Sistem Gagal, Migrant Watch Sebut Penyebab Penembakan WNI di Malaysia

JAKARTA – Seorang warga negara Indonesia (WNI) yang merupakan pekerja migran tewas ditembak di Perairan Tanjung Rhu, Malaysia. Peristiwa itu terjadi pada 24 Januari 2025. Penembakan dilakukan oleh APMM (Agensi Penguatkuasaan Maritim Malaysia)

Direktur Eksekutif Migrant Watch Aznil Tan mengecam peristiwa penembakan tersebut. Ia menilai insiden tersebut terjadi karena kegagalan kedua negara (Indonesia – Malaysia) dalam membangun sistem tata kelola.

“Saya lebih memandang insiden ini sebagai bukti kegagalan sistem dibangun oleh kedua negara dalam menjalin kerjasama yang tidak melindungi hak asasi manusia. Kerjasama ketenagakerjaan antara Indonesia dan Malaysia selama ini hanyalah lips service, dan memiliki celah besar terjadinya permainan mafia penempatan,” ujarnya ke media, Jakarta (26/01/2025).

Aznil mengatakan sistem tata kelola antara Indonesia dan Malaysia tidak mengakomodasi kebutuhan pasar kerja dan fakta di lapangan, terutama dalam mengakomodasi pekerja informal dan tradisional.

Advertisement

“Masih banyak warga Indonesia memilih berangkat ke Malaysia secara ilegal karena cepat dan mudah, dan begitu juga warga Malaysia masih banyak menerima pekerja ilegal karena lebih mudah dan murah. Berbeda dengan sistem penempatan yang ada sekarang, yang sangat rumit dan tidak memfasilitasi pasar kerja kedua negara yang begitu kompleks dan masih serba tradisional,” jelasnya.
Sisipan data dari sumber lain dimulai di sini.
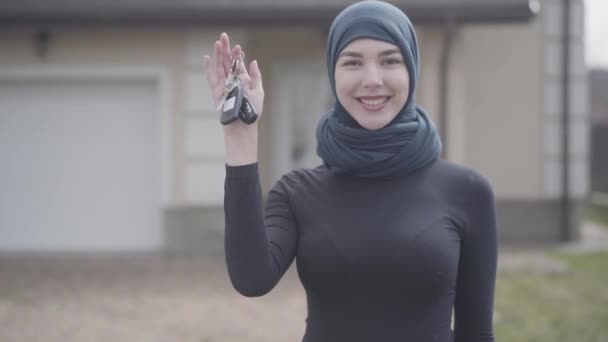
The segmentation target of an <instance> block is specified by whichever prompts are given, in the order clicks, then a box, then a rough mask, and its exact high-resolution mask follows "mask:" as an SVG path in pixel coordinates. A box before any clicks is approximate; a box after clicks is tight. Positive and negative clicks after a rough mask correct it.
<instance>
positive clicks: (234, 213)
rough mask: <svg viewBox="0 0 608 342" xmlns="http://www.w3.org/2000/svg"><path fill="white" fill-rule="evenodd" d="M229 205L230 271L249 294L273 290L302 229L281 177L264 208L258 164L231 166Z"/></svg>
mask: <svg viewBox="0 0 608 342" xmlns="http://www.w3.org/2000/svg"><path fill="white" fill-rule="evenodd" d="M225 191H226V193H225V197H224V210H225V219H226V231H225V234H226V235H225V248H226V262H227V265H228V273H229V275H230V280H231V281H232V285H233V286H234V288H235V289H236V290H237V291H238V292H239V293H241V294H242V295H244V296H248V297H254V296H261V295H264V294H266V293H268V292H269V291H270V290H271V289H272V288H273V287H274V286H275V285H276V284H277V282H278V281H279V279H281V277H282V276H283V274H285V271H287V269H288V268H289V265H290V264H291V263H292V261H293V259H294V257H295V254H296V241H297V231H296V223H295V219H294V217H293V213H292V211H291V208H290V206H289V201H288V198H287V194H286V193H285V191H284V188H283V186H282V183H281V182H278V183H277V185H276V186H275V187H274V189H272V190H271V191H270V193H269V195H268V200H267V202H266V205H265V208H264V210H263V211H262V196H261V192H260V183H259V177H258V165H257V164H250V165H244V166H238V167H230V166H227V167H226V182H225Z"/></svg>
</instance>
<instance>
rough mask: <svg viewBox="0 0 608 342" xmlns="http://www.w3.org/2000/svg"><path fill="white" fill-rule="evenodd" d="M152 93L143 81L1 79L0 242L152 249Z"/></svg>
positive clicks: (152, 146)
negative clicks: (3, 79)
mask: <svg viewBox="0 0 608 342" xmlns="http://www.w3.org/2000/svg"><path fill="white" fill-rule="evenodd" d="M158 103H159V100H158V94H157V90H156V87H155V84H154V83H153V82H145V81H108V80H103V81H102V80H100V81H84V80H83V81H78V80H73V81H72V80H60V81H55V80H53V81H51V80H45V81H32V80H27V81H0V164H1V167H0V251H129V250H147V249H157V248H159V246H160V244H161V224H160V218H161V214H160V203H161V186H160V169H161V167H160V166H161V165H160V151H161V148H160V133H159V130H160V128H159V121H160V120H159V106H158Z"/></svg>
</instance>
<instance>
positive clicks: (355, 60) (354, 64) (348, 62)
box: [340, 59, 361, 66]
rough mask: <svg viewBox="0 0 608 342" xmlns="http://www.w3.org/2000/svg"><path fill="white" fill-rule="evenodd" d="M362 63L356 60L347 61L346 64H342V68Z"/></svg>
mask: <svg viewBox="0 0 608 342" xmlns="http://www.w3.org/2000/svg"><path fill="white" fill-rule="evenodd" d="M360 64H361V62H359V61H358V60H356V59H347V60H345V61H344V62H342V64H340V65H341V66H357V65H360Z"/></svg>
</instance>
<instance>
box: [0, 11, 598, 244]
mask: <svg viewBox="0 0 608 342" xmlns="http://www.w3.org/2000/svg"><path fill="white" fill-rule="evenodd" d="M351 2H353V1H346V0H325V1H320V0H306V1H280V0H276V1H263V0H250V1H247V2H245V1H235V0H222V1H220V0H208V1H201V0H198V1H194V0H175V1H170V2H166V1H158V0H157V1H154V0H151V1H146V2H141V1H133V0H123V1H120V2H118V1H94V2H93V1H86V0H82V1H69V0H52V1H51V0H44V1H43V0H31V1H21V2H3V3H2V4H0V160H2V164H3V167H2V168H0V188H2V191H0V236H1V238H0V251H57V250H59V251H112V252H120V251H158V250H165V251H169V252H176V253H177V252H187V251H198V252H201V251H214V252H215V251H217V250H221V249H222V248H223V246H222V242H221V237H222V231H223V209H222V202H223V178H224V160H223V153H224V152H223V139H222V131H221V127H220V125H219V123H218V118H217V114H216V113H215V111H214V108H213V106H212V104H211V99H210V95H209V92H208V89H207V86H206V81H205V78H204V75H203V71H202V67H201V61H202V55H203V54H208V53H209V52H210V51H211V48H212V46H213V42H214V41H215V39H217V37H218V35H219V33H220V32H222V31H226V32H228V33H229V34H230V36H231V39H232V41H233V42H239V43H240V44H242V45H243V47H244V49H245V51H246V53H247V56H246V59H247V60H249V61H250V60H252V59H257V60H258V61H259V65H260V68H261V69H262V72H263V75H264V84H265V90H266V93H267V99H266V104H265V115H264V118H263V120H262V122H261V124H260V125H261V126H260V130H261V134H260V136H261V138H260V140H261V141H260V165H261V166H260V167H261V177H262V187H263V190H265V191H266V190H268V189H269V188H270V186H271V185H272V184H273V183H274V181H275V180H276V179H277V178H278V177H279V176H280V175H281V174H282V173H284V172H287V171H288V170H290V169H292V168H296V167H304V166H312V165H315V164H316V163H318V162H319V159H318V157H317V156H316V153H315V140H314V129H315V126H316V121H317V120H318V118H319V117H320V115H321V113H323V112H324V110H325V109H326V108H327V107H328V106H329V103H330V101H331V98H330V96H331V95H330V94H331V92H330V91H329V89H328V84H327V83H328V82H327V80H326V78H327V77H326V69H325V64H324V63H325V62H324V58H325V57H324V48H325V42H326V35H327V30H328V27H329V24H330V23H331V20H332V18H333V17H334V16H335V15H336V14H337V13H338V12H339V10H340V9H342V8H343V7H345V6H346V5H347V4H348V3H351ZM392 3H394V4H395V5H397V6H399V7H400V8H402V9H404V10H405V11H406V13H407V14H408V15H409V16H410V17H411V18H412V21H413V22H414V24H415V25H416V29H417V32H418V36H419V37H418V38H419V42H420V47H421V81H420V88H419V91H418V93H417V102H418V103H419V104H421V105H422V106H423V107H425V108H426V109H428V110H429V112H430V113H432V116H433V120H434V122H435V123H436V125H437V126H438V129H439V131H440V132H441V134H442V136H443V141H444V146H445V151H444V154H445V157H446V158H448V159H451V160H453V161H455V162H459V163H463V164H465V165H469V166H471V167H474V168H476V169H478V170H479V171H480V172H481V173H483V174H484V175H486V176H487V177H488V178H489V179H490V181H491V182H492V184H493V185H494V188H495V192H496V198H497V207H498V214H499V223H500V238H501V243H521V242H550V241H558V240H564V239H566V240H568V239H576V237H577V236H578V228H577V227H578V225H577V222H578V214H577V213H578V212H579V208H580V204H581V203H582V201H583V200H584V199H585V198H586V195H587V192H588V190H587V188H588V185H587V183H588V176H587V173H588V153H587V150H588V144H587V143H586V140H587V139H588V112H589V108H588V100H587V92H588V91H587V78H586V77H587V76H586V69H585V65H584V58H583V57H584V56H583V50H584V49H583V40H582V36H583V1H582V0H570V1H563V0H544V1H534V0H452V1H445V0H400V1H392ZM564 3H569V5H568V6H569V7H568V11H567V13H568V14H569V15H568V16H563V15H562V14H563V12H562V9H563V8H564ZM565 19H567V20H565ZM565 26H567V27H570V29H569V32H570V34H569V35H564V34H562V32H564V31H562V29H563V27H565ZM564 47H567V48H564ZM565 52H567V53H565ZM563 60H567V61H569V62H568V63H567V64H566V65H568V66H569V67H568V69H569V72H566V73H564V72H563V69H564V68H563V67H562V65H563V64H562V62H563ZM564 84H565V85H566V86H565V87H564V86H563V85H564ZM563 108H567V110H566V111H564V110H562V109H563ZM564 119H565V120H564ZM563 123H565V124H563ZM562 127H565V128H567V130H562ZM564 132H566V133H568V132H569V133H568V134H565V135H563V134H562V133H564ZM563 137H566V139H563ZM564 143H566V144H565V145H564ZM563 146H570V148H568V150H569V151H570V153H568V154H566V155H565V156H564V155H563V154H562V153H561V151H563V150H565V149H563ZM564 165H566V166H567V167H566V168H564V167H563V166H564ZM563 170H566V172H562V171H563ZM562 175H564V176H565V177H562ZM564 184H565V186H564ZM563 190H564V191H563ZM565 223H568V224H565Z"/></svg>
Aktivis 98 ini mendesak pemerintah Malaysia dan Indonesia untuk mereview dan merumuskan sistem yang lebih adaptif dan mengakomodasi pasar kerja, agar tidak terus terulang tragedi kemanusiaan.
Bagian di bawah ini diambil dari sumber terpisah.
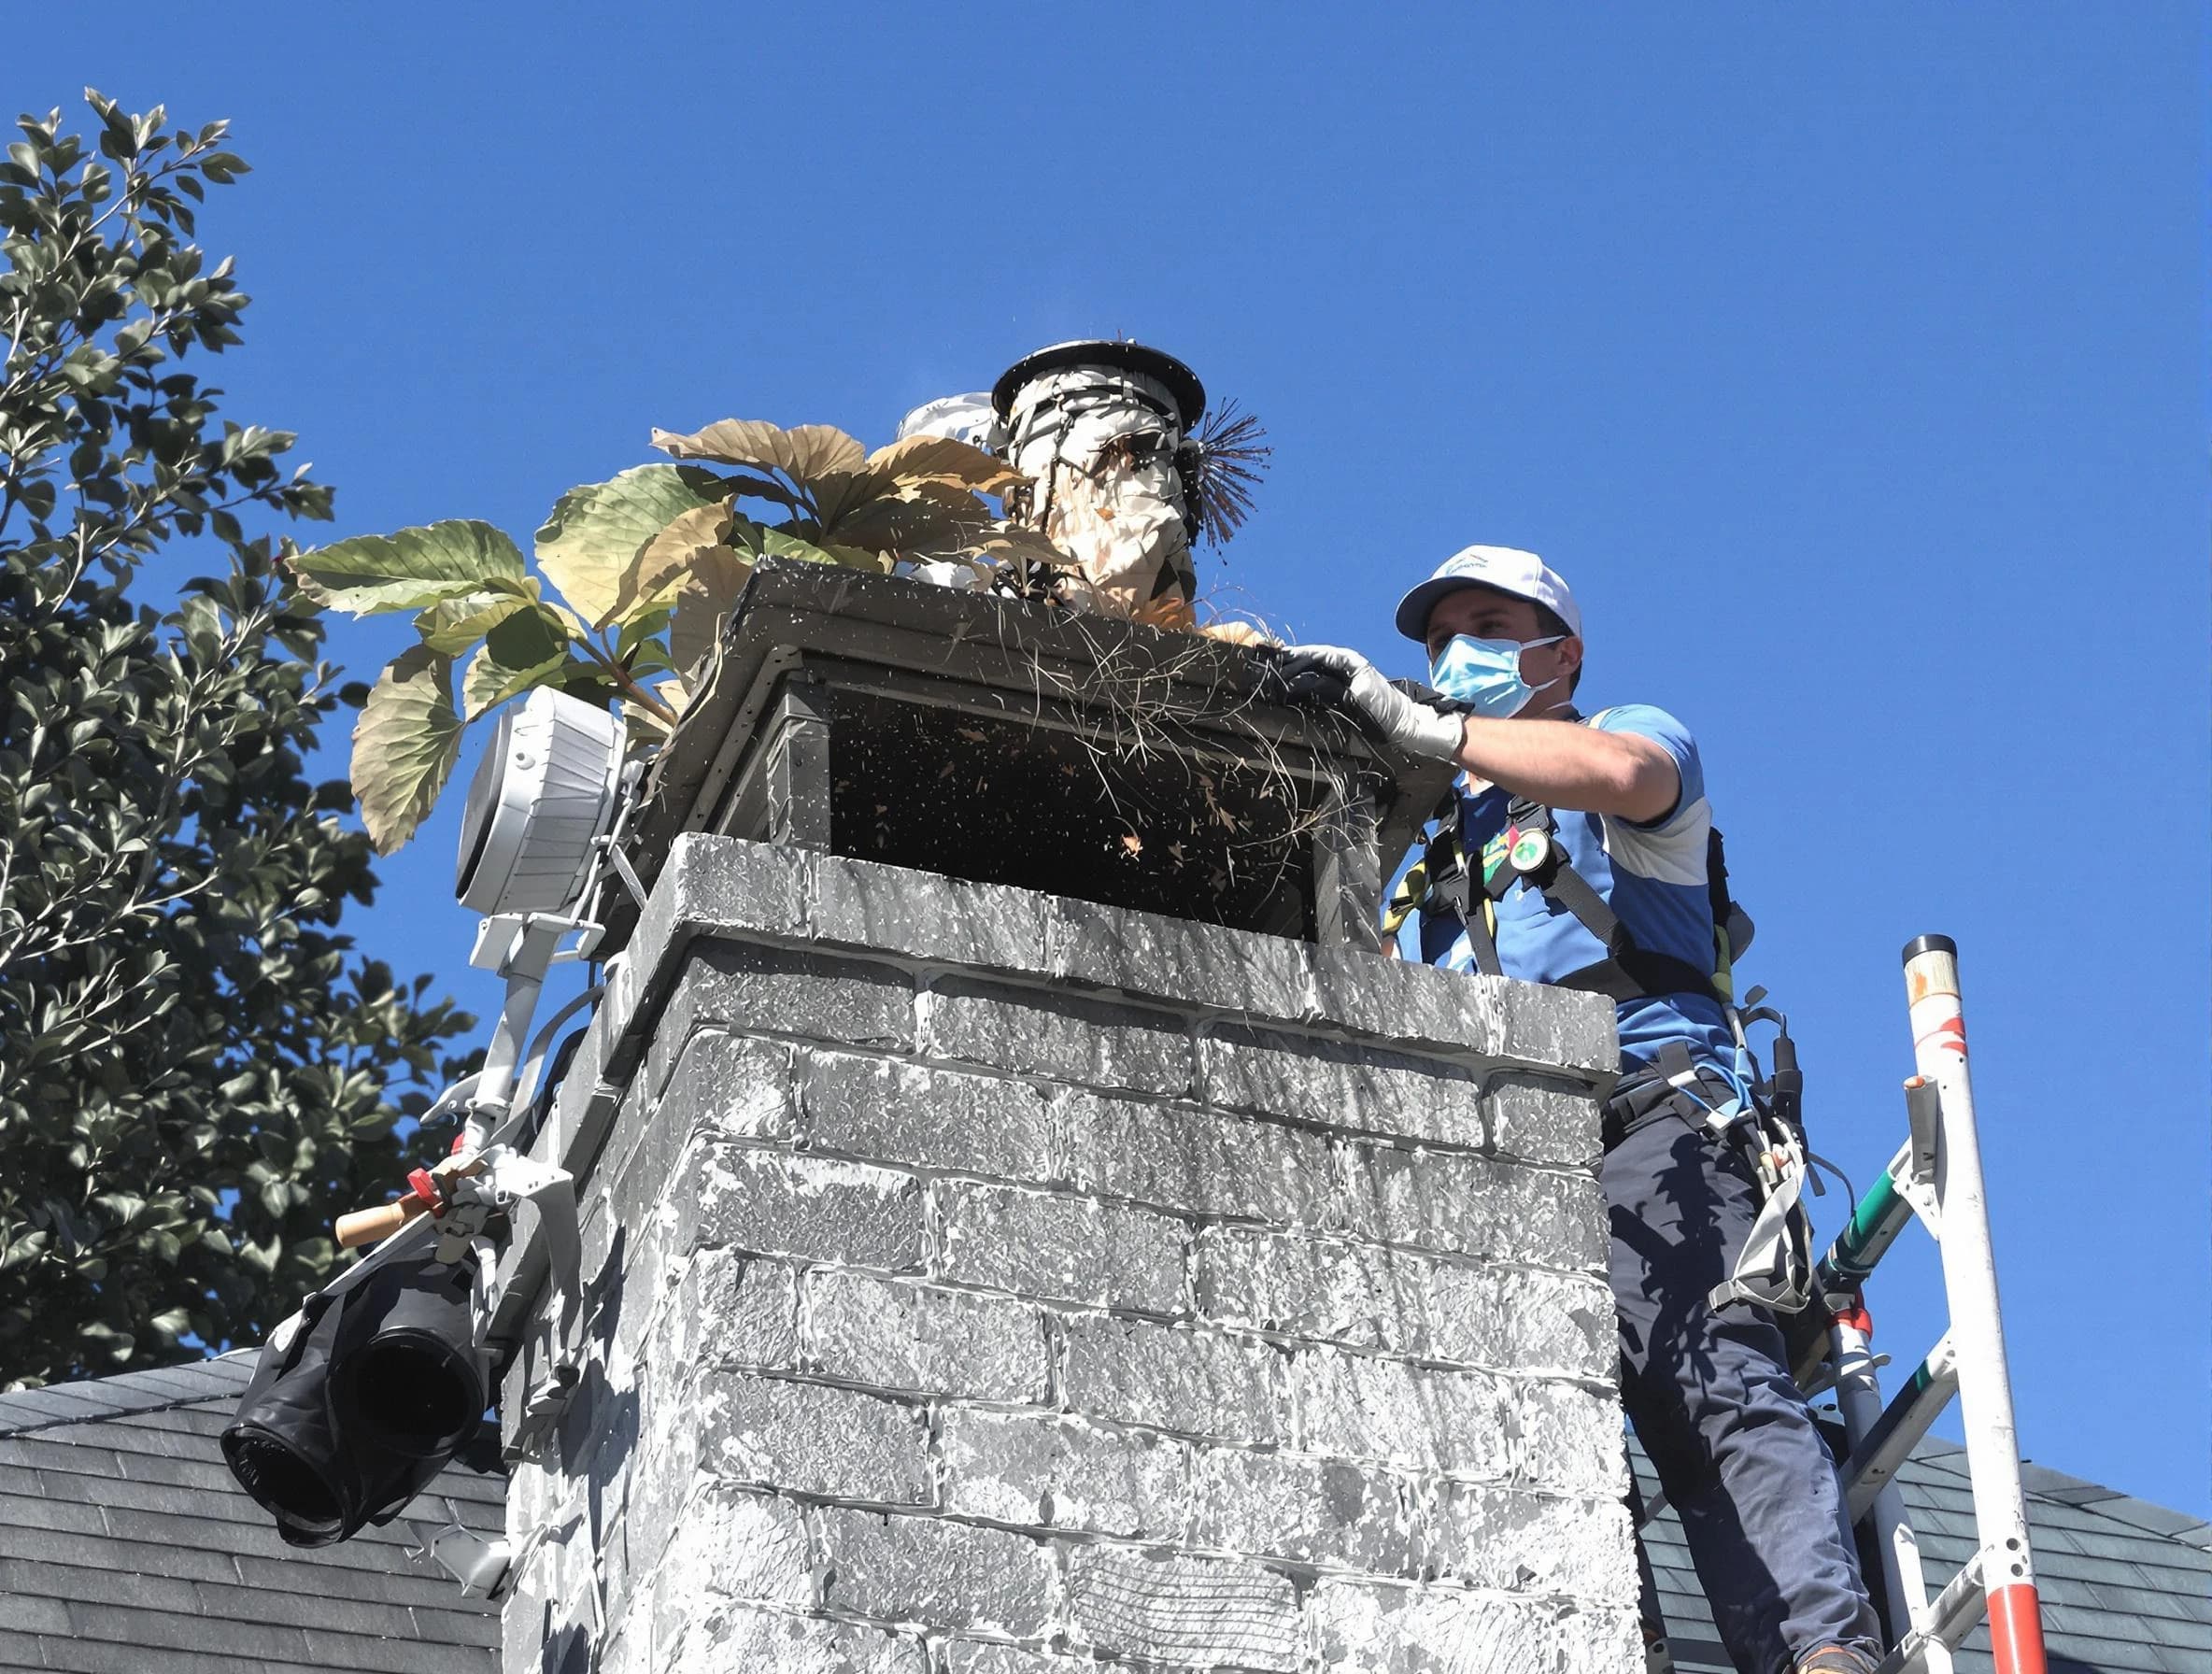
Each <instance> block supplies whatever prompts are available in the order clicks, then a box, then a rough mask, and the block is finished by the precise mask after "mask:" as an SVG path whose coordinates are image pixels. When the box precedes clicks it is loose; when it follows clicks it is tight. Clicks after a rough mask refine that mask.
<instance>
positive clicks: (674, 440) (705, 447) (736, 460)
mask: <svg viewBox="0 0 2212 1674" xmlns="http://www.w3.org/2000/svg"><path fill="white" fill-rule="evenodd" d="M653 447H657V449H661V451H664V453H668V456H670V458H677V460H710V462H714V464H745V467H752V469H754V471H783V475H787V478H792V482H799V484H812V482H814V480H816V478H823V475H830V473H832V471H858V469H860V467H863V464H867V449H865V447H860V442H858V440H854V438H852V436H847V433H845V431H841V429H838V427H836V425H796V427H794V429H779V427H776V425H770V422H765V420H761V418H723V420H721V422H717V425H708V427H706V429H703V431H692V433H690V436H679V433H677V431H661V429H657V431H653Z"/></svg>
“Ini kan hukum supply and demand. Malaysia butuh, Indonesia butuh. Selama kedua negara belum membangun tata kelola yang sesuai dengan kenyataan di lapangan, sampai kiamat akan terus terjadii penembakan, penenggelaman kapal, dan pelanggaran kemanusiaan tragis lainnya,” ungkapnya.

Aznil berharap kedua negara mempermudah dalam memfasilitasi terjalinnya antara pekerja dan majikan di sektor informal dan tradisional karena faktor kedua negara memiliki persamaan bahasa dan budaya.
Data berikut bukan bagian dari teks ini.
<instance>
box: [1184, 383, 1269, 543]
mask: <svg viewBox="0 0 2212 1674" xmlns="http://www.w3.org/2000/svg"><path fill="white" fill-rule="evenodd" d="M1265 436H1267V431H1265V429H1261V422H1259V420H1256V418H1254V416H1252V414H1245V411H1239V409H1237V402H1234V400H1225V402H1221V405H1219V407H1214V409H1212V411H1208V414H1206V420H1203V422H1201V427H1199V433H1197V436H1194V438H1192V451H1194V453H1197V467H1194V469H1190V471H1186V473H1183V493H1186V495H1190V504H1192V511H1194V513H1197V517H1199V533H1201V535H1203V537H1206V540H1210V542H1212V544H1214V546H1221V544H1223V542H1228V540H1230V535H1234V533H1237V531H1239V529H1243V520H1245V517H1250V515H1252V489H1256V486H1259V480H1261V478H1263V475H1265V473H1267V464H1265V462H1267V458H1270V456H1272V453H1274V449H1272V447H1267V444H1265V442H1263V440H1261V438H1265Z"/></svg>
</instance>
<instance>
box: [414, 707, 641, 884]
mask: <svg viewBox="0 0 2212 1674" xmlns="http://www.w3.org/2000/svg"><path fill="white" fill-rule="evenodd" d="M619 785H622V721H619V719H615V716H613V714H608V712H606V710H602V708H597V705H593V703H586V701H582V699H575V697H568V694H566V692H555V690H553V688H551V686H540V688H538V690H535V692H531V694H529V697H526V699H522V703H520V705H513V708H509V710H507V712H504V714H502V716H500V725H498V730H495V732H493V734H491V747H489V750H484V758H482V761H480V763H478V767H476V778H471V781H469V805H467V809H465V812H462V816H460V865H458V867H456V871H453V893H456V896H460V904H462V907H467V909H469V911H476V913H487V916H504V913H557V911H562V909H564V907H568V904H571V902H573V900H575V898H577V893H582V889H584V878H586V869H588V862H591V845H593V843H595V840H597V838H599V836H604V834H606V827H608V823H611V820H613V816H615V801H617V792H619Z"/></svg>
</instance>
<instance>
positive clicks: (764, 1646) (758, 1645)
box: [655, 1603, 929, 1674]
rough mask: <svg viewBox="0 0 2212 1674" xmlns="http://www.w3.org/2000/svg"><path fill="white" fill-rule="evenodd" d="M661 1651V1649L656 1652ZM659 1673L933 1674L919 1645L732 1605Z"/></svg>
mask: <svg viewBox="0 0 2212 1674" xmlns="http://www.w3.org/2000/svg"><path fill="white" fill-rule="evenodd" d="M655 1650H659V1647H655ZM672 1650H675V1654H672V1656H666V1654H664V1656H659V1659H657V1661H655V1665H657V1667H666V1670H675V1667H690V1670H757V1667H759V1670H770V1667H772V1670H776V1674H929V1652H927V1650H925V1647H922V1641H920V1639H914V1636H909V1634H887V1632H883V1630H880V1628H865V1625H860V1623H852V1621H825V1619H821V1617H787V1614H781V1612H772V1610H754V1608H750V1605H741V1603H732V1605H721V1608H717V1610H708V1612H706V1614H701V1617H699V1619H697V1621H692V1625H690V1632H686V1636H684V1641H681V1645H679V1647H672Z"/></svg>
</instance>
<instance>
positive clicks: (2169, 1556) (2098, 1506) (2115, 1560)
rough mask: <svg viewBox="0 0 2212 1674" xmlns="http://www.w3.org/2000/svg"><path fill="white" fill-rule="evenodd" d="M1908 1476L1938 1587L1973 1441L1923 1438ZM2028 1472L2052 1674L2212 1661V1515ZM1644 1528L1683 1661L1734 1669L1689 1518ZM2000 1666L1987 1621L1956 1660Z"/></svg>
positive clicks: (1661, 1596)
“Seperti, syarat kompetensi dan kontrak kerja di sektor informal dan tradisional harus dipermudah. Kecuali, sistem itu sengaja dibuat rumit untuk menyuburkan mafia penempatan, serta mendukung praktik TPPO,” urainya lebih lanjut.

Terlepas dari kegagalan sistem tersebut, Aznil menuntut peristiwa penembakan warga negara Indonesia oleh petugas APMM (Agensi Penguatkuasaan Maritim Malaysia) harus ditindak.

“Demi HAM dan demi konstitusi Indonesia, wajib pemerintah Indonesia dan Malaysia untuk menindak penembakan kepada PMI unprosudural tersebut yang dilakukan oleh APMM. Mereka bukan teroris dan gembong narkoba, mereka itu hanya orang yang mencari nafkah untuk bertahan hidup. Mereka hanyalah korban dari sistem yang gagal,” pungkasnya.

Sebagaimana diketahui, Wamen Kementerian Pelindungan Pekerja Migran Indonesia (KP2MI) Christina Aryani menjelaskan kronologi insiden tersebut dalam konferensi pers di Gedung Kementerian P2MI, Pancoran, Jakarta Selatan, Minggu (26/1)

“Kronologi kejadiannya berawal pada hari Jumat 24 Januari 2025 pukul 03.00 pagi di perairan Tanjung Rhu, Malaysia. Di mana saat itu patroli APMM tengah bertugas dan ada sebuah kapal yang ditumpangi atau diawaki oleh lima orang WNI Pekerjaan Migran Indonesia unprocedural,” katanya.